Bharatiya Sakshya Adhiniyam, 2023
Section 118
Presumption as to dowry death
When the question is whether a person has committed the dowry death of a woman and it is shown that soon before her death, such woman had been subjected by such person to cruelty or harassment for, or in connection with, any demand for dowry, the Court shall presume that such person had caused the dowry death. Explanation.—For the purposes of this section, “dowry death” shall have the same meaning as in section 80 of the Bharatiya Nyaya Sanhita, 2023.
Why this exists
This provision continues Section 113B of the old Indian Evidence Act, 1872, which Parliament inserted in 1986 after growing public outrage over dowry deaths and 'bride burning' cases where husbands and in-laws often escaped conviction because direct proof of murder was hard to get — deaths happened behind closed doors, sometimes staged as suicide or accident. Lawmakers shifted the burden of proof once prosecution shows harassment for dowry and death within the specified period, making it easier for courts to hold perpetrators accountable while still allowing the accused a chance to rebut the presumption.
How courts read it
Under the predecessor Section 113B, the Supreme Court repeatedly clarified how this presumption works. In Kans Raj v. State of Punjab (2000) and Satvir Singh v. State of Punjab (2001), courts held that 'soon before death' must show a proximate and live link between cruelty/harassment and death — not a distant or stale connection, but it need not mean immediately before death. In Shanti v. State of Haryana (1991), the Court held that once the prosecution proves cruelty for dowry and death within the statutory period, the presumption is mandatory, shifting the burden to the accused to prove innocence on a preponderance of probability, not beyond reasonable doubt. Courts have cautioned against misuse but have also stressed the provision's protective, welfare-oriented purpose.
Common misconceptions
- Myth: This section says the accused is automatically guilty with no defense possible.

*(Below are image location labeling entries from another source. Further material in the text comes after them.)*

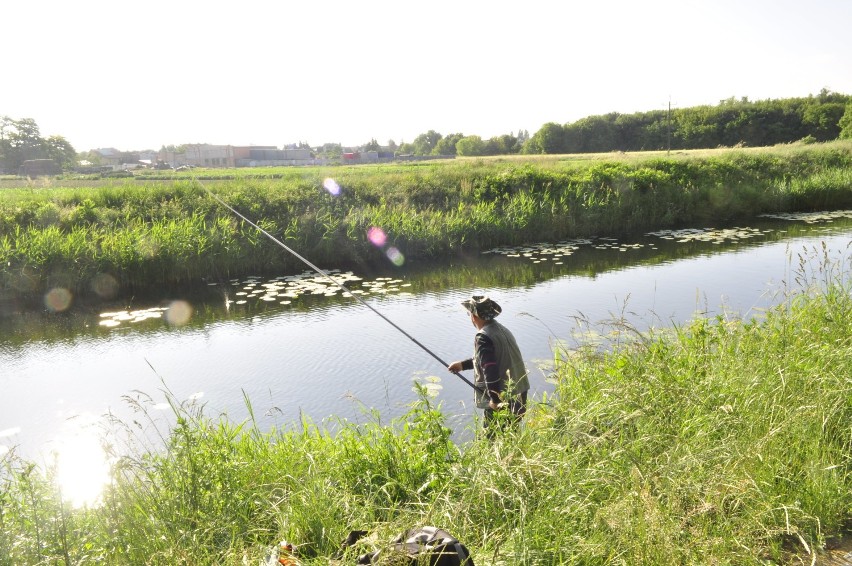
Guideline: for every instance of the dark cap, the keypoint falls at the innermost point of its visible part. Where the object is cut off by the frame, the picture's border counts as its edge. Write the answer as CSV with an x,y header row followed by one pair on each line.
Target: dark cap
x,y
481,306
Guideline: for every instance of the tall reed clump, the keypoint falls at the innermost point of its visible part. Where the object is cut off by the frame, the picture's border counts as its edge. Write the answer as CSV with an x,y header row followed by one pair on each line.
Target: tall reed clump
x,y
174,232
723,441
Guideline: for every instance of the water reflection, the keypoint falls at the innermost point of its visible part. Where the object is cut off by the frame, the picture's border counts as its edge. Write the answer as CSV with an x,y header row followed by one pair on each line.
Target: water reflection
x,y
295,343
81,463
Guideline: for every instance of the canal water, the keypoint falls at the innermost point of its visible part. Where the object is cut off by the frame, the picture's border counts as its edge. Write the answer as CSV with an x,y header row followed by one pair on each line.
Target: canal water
x,y
295,345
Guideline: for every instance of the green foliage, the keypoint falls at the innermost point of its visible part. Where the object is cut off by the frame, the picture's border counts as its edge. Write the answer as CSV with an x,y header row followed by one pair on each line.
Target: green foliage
x,y
21,140
169,232
845,123
720,441
731,123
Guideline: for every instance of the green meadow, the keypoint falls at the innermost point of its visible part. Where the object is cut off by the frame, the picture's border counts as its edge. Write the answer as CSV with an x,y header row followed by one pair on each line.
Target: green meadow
x,y
117,236
721,441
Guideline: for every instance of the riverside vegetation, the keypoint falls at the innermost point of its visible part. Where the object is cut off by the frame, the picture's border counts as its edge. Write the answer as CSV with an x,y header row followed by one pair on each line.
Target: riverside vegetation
x,y
151,232
722,441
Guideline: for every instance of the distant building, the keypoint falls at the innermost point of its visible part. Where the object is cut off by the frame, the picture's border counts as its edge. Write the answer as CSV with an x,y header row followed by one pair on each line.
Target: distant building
x,y
270,156
206,155
39,167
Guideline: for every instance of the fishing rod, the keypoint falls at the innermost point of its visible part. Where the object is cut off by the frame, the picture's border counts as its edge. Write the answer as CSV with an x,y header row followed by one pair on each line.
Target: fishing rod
x,y
332,279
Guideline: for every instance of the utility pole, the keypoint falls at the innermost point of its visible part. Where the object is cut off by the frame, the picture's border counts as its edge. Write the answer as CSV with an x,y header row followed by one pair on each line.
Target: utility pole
x,y
669,128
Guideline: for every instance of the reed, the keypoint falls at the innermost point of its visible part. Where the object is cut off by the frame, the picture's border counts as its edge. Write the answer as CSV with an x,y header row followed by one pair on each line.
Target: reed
x,y
160,232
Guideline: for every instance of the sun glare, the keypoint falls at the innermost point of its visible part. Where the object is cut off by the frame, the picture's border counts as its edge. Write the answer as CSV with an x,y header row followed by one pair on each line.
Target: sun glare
x,y
82,467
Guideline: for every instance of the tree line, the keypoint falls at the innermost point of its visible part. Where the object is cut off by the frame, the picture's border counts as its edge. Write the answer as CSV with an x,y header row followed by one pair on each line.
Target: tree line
x,y
732,122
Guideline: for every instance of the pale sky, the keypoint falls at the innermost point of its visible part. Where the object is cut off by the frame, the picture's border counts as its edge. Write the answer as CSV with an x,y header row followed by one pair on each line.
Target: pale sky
x,y
140,75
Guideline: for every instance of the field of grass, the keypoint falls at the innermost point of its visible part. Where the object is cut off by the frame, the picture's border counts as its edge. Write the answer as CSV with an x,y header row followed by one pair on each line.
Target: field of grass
x,y
718,442
150,232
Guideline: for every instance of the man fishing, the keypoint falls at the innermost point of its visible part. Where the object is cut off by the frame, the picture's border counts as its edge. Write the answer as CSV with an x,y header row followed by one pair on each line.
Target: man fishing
x,y
500,375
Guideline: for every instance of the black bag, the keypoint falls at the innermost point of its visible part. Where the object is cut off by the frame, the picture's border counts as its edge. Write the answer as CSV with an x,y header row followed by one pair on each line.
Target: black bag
x,y
422,545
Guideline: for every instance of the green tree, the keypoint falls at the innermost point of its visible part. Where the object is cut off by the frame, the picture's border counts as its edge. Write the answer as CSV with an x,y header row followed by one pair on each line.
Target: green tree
x,y
61,151
447,145
845,122
506,144
425,143
822,119
21,140
549,139
470,146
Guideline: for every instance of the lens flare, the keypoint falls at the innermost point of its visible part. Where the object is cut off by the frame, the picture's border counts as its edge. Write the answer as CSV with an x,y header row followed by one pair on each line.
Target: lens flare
x,y
57,299
395,256
178,313
83,469
331,186
377,236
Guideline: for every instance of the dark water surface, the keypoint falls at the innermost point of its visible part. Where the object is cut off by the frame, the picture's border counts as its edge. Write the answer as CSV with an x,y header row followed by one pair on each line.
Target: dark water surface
x,y
309,350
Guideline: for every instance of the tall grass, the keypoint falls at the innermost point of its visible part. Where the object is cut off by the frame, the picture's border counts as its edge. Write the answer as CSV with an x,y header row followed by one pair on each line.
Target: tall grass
x,y
722,441
170,232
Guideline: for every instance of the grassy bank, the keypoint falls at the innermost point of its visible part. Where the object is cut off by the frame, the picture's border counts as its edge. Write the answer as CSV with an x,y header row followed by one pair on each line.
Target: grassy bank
x,y
719,442
147,232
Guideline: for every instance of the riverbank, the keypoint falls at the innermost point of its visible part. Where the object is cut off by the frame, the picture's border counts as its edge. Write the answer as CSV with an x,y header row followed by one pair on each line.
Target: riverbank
x,y
719,441
124,236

Fact: Courts have clarified it creates a rebuttable presumption — the accused can present evidence to prove innocence; it just shifts who must prove what. - Myth: Any harassment at any time before death triggers this presumption.
Fact: Courts require the cruelty or harassment to be 'soon before' death, meaning a reasonably proximate and live connection, not something from years earlier with no continuing link.